Que rien ne pourra vous contraindre ; et que, malgré tous les efforts d’un père, vous me promettez d’être à moi.

JULIE.

Mon Dieu ! Éraste, contentez-vous de ce que je fais maintenant, et n’allez point tenter sur l’avenir les résolutions de mon cœur ; ne fatiguez point mon devoir par les propositions d’une fâcheuse extrémité dont peut-être n’aurons-nous pas besoin ; et, s’il y faut venir, souffrez au moins que j’y sois entraînée par la suite des choses.

ÉRASTE.

Hé bien !…

SBRIGANI.

Ma foi ! voici notre homme : songeons à nous.

NÉRINE.

Ah ! comme il est bâti[1] !


Scène V.

MONSIEUR DE POURCEAUGNAC, SBRIGANI.
MONSIEUR DE POURCEAUGNAC, se tournant du côté d’où il est venu, et parlant à des gens qui le suivent.
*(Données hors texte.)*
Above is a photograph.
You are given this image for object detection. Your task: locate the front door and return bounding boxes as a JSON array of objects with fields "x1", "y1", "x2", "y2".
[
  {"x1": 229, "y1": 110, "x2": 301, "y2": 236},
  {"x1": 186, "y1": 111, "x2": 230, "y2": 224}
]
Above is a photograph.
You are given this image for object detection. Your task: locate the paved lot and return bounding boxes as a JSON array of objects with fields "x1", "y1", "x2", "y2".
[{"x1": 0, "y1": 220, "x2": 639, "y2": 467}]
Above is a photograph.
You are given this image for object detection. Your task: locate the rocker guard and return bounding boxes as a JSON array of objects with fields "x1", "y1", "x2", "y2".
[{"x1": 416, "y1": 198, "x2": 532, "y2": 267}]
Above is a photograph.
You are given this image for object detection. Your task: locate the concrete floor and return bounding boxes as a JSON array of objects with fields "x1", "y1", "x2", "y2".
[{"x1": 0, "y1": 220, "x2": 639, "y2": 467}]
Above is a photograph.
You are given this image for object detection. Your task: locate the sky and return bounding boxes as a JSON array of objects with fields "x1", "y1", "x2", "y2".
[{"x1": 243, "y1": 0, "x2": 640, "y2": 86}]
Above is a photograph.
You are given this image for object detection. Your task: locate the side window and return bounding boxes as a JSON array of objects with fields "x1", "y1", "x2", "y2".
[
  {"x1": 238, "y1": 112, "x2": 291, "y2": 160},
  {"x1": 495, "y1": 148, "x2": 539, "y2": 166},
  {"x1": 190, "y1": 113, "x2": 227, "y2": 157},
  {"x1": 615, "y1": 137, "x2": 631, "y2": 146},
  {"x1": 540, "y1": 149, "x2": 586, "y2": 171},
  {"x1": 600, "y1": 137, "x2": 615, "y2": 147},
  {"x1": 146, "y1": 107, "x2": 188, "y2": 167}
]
Hé bien ! quoi ? Qu’est-ce ? qu’y a-t-il ? Au diantre soit la sotte ville, et les sottes gens qui y sont ! Ne pouvoir faire un

  1. On ne reconnoît point ici le goût délicat de Molière. Comment a-t-il pu lier Julie avec une semblable intrigante ? Comment, après de pareils aveux, les deux amants consentent-ils à mettre leur sort entre les mains d’un misérable échappé des galères, et d’une femme dont le faux témoignage a fait pendre deux personnes ? Il est vrai que cette scène est imitée de Plaute, mais cette imitation n’est point heureuse, elle sort absolument de nos mœurs.